One of the most common reasons why property investors find their borrowing capacity is limited is because they don’t have up-to-date financial information to prove their income and financial position to the lender. Your tax return is the best proof of your financial position and earning capacity that you can provide to a lender, so it is very important to keep them on file.
In many cases, lenders only ask for three or four payslips or bank statements as your proof of income, but this may not provide an accurate view of the bigger picture. If you are self-employed, or have a low base salary but earn commissions or bonuses for example, a few payslips or statements alone will not accurately convey what you actually earn and this may reduce your borrowing capacity or make you ineligible for the best interest rate deals.
You may also have additional income from existing investment properties, stocks and shares, or even a border in your home. To be sure the lender can make an accurate assessment of your income and earning capacity, you need to be able to provide plenty of documentation about these other sources of income as well as your regular job.

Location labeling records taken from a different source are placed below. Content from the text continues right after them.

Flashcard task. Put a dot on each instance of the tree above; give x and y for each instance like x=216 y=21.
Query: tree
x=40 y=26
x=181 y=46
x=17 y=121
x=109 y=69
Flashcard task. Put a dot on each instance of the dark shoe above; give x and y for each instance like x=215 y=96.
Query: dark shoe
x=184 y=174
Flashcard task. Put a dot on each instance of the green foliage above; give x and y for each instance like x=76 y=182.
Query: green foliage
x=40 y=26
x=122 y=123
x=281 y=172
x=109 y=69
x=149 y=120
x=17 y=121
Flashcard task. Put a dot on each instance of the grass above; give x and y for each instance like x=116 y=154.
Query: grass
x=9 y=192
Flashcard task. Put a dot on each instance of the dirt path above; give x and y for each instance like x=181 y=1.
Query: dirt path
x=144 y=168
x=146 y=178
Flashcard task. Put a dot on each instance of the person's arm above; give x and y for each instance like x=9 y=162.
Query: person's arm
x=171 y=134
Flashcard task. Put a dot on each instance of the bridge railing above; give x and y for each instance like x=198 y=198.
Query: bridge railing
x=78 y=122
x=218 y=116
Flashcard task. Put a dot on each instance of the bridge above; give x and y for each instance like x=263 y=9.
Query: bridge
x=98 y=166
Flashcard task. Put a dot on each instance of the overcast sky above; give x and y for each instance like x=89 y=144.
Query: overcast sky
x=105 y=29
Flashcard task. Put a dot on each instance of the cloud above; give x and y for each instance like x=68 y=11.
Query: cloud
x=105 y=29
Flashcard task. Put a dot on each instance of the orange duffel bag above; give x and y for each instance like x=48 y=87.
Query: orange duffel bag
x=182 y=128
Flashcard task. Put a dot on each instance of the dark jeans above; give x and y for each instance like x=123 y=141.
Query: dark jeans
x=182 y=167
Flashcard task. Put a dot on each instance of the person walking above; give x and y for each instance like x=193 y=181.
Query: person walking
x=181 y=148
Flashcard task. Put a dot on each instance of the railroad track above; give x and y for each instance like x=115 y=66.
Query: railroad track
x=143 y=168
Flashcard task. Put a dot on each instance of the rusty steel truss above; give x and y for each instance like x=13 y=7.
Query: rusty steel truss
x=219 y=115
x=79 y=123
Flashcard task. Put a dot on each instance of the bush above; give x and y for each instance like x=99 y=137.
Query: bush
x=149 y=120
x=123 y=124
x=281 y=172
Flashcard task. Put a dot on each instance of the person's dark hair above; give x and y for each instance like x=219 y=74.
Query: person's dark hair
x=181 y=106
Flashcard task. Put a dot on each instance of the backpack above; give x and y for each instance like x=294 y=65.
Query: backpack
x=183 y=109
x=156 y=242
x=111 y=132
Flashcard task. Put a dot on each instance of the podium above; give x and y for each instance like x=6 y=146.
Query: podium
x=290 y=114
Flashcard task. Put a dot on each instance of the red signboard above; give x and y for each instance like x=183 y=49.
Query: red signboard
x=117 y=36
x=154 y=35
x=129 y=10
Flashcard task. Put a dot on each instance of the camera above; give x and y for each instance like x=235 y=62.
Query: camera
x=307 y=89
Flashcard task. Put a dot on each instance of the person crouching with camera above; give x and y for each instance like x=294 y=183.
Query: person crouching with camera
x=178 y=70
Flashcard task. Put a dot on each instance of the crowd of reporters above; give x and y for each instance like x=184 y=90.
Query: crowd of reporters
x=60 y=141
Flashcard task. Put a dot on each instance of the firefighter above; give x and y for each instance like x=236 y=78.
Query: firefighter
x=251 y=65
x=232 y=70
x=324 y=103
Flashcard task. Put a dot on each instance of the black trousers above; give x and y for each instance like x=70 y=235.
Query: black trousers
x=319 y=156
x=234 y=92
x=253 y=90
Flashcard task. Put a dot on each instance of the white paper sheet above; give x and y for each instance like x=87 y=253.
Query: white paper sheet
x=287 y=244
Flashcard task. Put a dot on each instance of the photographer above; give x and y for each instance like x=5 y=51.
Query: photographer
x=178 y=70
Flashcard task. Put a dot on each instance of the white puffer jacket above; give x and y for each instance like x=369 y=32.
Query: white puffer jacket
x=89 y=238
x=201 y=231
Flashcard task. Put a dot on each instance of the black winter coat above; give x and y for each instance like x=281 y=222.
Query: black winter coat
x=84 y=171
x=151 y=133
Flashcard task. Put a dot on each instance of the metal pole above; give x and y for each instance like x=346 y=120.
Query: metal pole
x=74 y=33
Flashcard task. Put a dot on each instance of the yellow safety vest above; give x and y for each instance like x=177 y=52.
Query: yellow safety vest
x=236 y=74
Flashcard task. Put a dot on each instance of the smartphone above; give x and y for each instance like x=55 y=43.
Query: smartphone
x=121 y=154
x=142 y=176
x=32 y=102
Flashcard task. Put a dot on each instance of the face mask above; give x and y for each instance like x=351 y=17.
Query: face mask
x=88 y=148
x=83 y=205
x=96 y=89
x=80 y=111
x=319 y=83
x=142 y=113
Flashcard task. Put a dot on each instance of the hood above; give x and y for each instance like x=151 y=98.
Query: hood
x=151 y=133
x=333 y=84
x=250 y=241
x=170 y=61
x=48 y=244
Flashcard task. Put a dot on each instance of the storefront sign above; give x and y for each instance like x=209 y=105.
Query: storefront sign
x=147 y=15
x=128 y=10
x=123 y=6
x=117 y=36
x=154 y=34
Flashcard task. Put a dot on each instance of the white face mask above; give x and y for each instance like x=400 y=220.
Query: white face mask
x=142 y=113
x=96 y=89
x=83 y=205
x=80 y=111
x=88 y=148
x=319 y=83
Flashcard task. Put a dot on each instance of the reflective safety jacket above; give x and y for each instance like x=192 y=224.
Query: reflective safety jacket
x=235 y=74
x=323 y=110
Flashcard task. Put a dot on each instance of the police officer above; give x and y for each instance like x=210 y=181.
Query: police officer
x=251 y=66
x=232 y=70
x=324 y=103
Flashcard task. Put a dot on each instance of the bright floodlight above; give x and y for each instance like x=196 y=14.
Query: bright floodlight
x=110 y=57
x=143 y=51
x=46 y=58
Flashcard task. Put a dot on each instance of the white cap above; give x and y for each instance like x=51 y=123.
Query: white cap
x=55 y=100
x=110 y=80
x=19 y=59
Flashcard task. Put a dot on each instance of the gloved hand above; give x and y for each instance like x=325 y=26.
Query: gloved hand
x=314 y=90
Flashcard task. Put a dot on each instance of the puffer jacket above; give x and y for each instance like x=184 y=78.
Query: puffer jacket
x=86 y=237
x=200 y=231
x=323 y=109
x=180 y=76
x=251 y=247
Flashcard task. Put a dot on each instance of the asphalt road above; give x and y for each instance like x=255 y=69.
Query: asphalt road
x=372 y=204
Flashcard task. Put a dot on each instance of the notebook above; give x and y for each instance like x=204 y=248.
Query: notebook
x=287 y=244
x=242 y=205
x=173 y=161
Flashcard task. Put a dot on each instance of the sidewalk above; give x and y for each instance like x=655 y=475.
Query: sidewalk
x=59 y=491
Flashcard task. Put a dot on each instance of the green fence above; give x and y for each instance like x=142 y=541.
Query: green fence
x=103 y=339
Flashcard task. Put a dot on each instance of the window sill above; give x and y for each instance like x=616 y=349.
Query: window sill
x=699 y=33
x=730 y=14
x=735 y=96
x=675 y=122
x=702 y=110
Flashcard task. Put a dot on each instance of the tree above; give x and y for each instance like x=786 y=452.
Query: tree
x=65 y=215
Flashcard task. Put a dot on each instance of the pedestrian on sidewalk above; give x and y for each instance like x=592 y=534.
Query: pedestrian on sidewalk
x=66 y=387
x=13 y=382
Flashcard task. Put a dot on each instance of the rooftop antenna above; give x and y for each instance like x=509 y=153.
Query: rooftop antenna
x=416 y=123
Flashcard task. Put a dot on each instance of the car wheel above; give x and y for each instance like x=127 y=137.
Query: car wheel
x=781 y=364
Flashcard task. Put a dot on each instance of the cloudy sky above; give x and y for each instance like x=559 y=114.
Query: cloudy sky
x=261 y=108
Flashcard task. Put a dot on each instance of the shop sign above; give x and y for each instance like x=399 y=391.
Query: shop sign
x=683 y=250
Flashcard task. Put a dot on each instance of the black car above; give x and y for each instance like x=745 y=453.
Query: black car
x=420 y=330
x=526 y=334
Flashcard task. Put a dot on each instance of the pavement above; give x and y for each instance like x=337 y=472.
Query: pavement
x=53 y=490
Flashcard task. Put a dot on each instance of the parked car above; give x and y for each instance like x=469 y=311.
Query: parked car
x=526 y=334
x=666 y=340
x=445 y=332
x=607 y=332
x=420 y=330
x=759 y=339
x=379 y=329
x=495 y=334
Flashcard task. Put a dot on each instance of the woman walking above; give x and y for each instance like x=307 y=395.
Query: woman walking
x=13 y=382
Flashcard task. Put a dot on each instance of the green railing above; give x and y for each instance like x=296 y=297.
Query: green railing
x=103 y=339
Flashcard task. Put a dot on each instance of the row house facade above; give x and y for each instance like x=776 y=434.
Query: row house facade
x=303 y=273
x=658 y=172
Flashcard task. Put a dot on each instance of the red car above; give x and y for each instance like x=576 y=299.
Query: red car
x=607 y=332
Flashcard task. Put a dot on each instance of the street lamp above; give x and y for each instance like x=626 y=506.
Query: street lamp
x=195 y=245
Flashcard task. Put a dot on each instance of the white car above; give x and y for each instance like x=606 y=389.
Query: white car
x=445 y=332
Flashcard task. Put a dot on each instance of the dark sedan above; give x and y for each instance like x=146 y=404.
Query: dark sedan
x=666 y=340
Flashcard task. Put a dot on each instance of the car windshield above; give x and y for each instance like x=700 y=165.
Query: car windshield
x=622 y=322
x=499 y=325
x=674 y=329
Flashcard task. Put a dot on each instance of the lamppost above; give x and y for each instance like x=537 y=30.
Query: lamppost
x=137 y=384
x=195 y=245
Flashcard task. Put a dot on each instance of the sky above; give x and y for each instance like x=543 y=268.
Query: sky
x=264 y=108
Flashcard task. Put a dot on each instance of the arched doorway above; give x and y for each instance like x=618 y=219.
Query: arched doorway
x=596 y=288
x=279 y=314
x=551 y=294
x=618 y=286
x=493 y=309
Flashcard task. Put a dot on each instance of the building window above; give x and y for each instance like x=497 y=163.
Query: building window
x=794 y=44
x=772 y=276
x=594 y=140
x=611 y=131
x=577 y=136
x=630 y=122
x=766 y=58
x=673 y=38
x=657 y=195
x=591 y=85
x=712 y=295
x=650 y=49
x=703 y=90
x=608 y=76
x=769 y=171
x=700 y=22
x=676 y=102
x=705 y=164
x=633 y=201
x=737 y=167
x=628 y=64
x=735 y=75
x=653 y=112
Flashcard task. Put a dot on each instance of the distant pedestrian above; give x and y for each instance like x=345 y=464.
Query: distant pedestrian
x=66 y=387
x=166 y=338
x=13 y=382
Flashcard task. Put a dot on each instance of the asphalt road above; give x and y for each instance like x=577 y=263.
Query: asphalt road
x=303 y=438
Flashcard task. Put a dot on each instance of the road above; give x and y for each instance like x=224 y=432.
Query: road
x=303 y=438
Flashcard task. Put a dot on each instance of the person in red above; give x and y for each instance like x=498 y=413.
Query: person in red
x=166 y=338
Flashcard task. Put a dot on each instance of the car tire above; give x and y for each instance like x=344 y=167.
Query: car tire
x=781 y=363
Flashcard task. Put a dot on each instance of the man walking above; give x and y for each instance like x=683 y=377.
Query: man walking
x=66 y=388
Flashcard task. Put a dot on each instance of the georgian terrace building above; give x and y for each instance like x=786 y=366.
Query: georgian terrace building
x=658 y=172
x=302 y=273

If you already own a home or some investment properties, accessing the equity can help you secure finance for another property purchase. Your equity is the difference between what the house is worth on today’s market, and how much you owe against it.
Put simply, your property’s equity will increase both as you pay off your mortgage and as the property’s value grows. For example, if your $500,000 property increases in value by 10% over the two years you own it, that’s an extra $50,000 in equity—and you can also add in any reduction you have made to the mortgage from your repayments.
Depending on your financial circumstances, it may be possible to refinance your mortgage to access that money. This will help to increase your deposit amount for your investment property and also help to increase your borrowing capacity. Just ask us and we’ll help you determine if this is the case.
In order to access the equity in your existing property, you will first need to obtain an accurate valuation from a reputable valuations expert. We can help you with this, so don’t hesitate to ask us for assistance! The lender will also obtain a proper valuation, so this is an important step when you are considering accessing your equity. You might also want to consider ways to add to the equity in your existing property by making improvements or renovations. This can be a fast way to increase your borrowing capacity so you can get into your next investment sooner.